Фактически Николай I говорит здесь о необходимости проведения освободительной и земской реформ, которые должны привести – через поднятие самоуправления в народе – к поднятию самоуважения (чувства чести) в обществе. Но это значит, что тот идеал монархической власти, который он вместе с Пушкиным здесь обсуждает, оказывается не более чем возвратом к самодержавию времен «великих Иванов», когда крепостного права ещё не было и когда русский народ являл собой ту «всю землю», то историческое земство, прочная связка которого с монархическим принципом и служила гарантией его разумности.

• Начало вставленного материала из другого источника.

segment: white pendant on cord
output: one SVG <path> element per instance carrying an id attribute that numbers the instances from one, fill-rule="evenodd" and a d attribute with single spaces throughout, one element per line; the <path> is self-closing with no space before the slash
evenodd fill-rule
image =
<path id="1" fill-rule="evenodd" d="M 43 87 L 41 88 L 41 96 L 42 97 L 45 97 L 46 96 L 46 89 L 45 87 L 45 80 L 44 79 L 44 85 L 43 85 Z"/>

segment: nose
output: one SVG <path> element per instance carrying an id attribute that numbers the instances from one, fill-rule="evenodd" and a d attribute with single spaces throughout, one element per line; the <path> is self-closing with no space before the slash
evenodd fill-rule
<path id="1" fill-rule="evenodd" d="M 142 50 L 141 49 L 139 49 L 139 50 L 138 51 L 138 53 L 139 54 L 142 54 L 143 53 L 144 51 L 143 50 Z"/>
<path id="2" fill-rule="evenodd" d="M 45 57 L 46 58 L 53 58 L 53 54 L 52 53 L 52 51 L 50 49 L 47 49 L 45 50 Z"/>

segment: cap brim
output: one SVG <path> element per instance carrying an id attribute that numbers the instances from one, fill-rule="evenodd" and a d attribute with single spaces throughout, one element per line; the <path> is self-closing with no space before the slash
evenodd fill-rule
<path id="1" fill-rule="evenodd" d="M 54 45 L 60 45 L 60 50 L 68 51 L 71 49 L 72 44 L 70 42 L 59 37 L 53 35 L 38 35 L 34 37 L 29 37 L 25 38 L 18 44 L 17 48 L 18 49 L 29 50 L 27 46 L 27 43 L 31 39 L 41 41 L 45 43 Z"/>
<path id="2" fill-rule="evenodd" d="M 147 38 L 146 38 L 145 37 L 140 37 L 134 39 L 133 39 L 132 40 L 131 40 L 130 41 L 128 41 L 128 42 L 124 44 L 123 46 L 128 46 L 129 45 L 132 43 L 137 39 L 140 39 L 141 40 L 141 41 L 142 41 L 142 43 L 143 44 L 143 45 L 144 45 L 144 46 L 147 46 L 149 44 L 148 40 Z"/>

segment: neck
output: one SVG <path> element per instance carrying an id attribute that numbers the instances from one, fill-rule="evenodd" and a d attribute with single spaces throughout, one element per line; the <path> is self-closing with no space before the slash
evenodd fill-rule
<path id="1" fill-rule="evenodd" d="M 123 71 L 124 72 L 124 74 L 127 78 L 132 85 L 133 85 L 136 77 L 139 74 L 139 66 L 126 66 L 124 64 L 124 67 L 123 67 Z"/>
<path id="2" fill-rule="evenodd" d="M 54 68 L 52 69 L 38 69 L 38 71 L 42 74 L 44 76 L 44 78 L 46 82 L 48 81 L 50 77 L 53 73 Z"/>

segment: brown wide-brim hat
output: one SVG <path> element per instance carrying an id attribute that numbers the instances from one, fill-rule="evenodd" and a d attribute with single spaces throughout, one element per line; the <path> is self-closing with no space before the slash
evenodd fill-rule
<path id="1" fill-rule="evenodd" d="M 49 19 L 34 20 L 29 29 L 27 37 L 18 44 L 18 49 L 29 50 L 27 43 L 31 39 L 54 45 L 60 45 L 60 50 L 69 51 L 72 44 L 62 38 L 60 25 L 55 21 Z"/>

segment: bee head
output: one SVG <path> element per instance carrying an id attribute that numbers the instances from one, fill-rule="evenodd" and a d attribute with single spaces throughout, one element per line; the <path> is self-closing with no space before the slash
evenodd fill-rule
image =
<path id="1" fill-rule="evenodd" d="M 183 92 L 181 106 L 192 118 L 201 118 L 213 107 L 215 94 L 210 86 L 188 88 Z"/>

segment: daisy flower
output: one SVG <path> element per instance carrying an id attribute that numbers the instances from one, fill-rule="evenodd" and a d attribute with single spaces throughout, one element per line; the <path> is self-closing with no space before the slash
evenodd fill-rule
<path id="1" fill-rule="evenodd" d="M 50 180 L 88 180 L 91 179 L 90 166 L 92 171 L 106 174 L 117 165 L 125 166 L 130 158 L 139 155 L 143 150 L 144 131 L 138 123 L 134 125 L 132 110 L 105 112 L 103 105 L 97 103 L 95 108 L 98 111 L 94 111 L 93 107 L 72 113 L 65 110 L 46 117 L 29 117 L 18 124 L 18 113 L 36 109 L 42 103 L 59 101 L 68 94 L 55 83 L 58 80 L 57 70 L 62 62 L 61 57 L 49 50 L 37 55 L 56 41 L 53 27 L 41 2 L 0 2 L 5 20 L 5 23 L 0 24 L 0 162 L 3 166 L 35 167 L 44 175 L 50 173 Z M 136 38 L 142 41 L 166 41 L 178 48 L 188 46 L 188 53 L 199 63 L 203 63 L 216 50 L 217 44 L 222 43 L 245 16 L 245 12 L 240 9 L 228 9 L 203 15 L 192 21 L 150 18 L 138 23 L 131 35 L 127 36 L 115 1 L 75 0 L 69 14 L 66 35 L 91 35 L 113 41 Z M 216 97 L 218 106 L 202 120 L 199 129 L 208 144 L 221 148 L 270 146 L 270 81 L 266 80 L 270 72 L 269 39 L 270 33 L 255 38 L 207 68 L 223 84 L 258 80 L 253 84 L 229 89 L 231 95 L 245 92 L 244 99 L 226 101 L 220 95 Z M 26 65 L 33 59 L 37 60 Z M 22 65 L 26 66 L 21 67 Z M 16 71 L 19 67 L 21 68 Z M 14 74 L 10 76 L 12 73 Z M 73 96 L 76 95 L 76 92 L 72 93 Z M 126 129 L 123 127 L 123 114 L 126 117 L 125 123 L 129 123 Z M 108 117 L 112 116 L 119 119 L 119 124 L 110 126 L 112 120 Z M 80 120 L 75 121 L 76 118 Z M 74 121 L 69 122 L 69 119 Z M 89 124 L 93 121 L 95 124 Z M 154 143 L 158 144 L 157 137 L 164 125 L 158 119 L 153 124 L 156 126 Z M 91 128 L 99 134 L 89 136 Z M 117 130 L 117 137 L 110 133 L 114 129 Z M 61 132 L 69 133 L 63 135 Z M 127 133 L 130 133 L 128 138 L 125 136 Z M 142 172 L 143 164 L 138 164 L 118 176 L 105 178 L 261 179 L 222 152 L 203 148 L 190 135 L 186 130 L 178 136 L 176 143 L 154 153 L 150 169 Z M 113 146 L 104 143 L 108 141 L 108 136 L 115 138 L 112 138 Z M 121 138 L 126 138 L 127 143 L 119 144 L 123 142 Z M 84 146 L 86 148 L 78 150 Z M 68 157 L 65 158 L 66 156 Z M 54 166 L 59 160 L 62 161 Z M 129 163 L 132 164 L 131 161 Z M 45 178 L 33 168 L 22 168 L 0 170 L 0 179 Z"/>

Естественно, напрашивается вопрос: а не идеализирована ли нарисованная выше модель монархической власти? Ведь хорошо известно, что, несмотря на отмену крепостного права и на проведение земской реформы, самодержавная власть сумела просуществовать в России всего лишь до 1917 г., потеряв предварительно всякий авторитет в народе. Но давайте учитывать, что и некоторые пережитки крепостного права оставались в России не тронутыми вплоть до революции 1917 г., и земская реформа 1864 г. была половинчатой, да и сама самодержавная власть – после составленных для I Думы «Новых основных законов» 1906 г. – стала уже совсем не той самодержавной властью, какой должна была бы являться.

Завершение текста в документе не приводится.